BETWEEN THE SPACES
Jewish Museum, 9-14, Lindenstraße, Kreuzberg, Friedrichshain-Kreuzberg, Berlin, 10969, Germany
What is the Experience of Augmented Space in Memorial Museums?
This research inquires the impact of display technology progressively integrated into space. It is observed that we are increasingly dwelling in an augmented space which in Manovich’s definition, means physical space that is superimposed with dynamically changing information. We are disassociated from the living space and transposed to another space and time. This research identifies two approaches that enable a mediation of space by technology and by experience.
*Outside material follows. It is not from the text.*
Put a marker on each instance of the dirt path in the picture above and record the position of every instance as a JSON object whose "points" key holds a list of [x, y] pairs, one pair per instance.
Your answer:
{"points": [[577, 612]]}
It examines the experience of augmented space in the context of memorial museums and, as case studies, analyses two museums designed by Daniel Libeskind - the Jewish Museum Berlin as the technology-focused approach and the Imperial War Museum North as the experience-focused approach. This research contains three parts. Part 1 is Literature Review that examines augmented space from a technological viewpoint with Parry and Sawyer’s theory as well as from an experiential viewpoint with Manovich’s theory. Part 1 also studies experience with architectural theories by Pallasmaa, Cullen, Rasmussen and Zumthor and defines experience in augmented space in bodily, sensory and mental aspects for further investigation. Part 2 is Methodology that consolidates theories into an analysing framework for case studies with themes of ‘spatial organisation’, ‘atmosphere’ and ‘lived’. Part 3 is Case Studies that evaluates experience of augmented space and assesses its emotional impact based on the three themes. This research concludes that time in augmented space by the technology-focused approach is not valued as much as in the experience-focused approach. Technology increasingly embedded to space denies space to be transcended into Pallasmaa’s notion of lived experience and our sense of being in the world.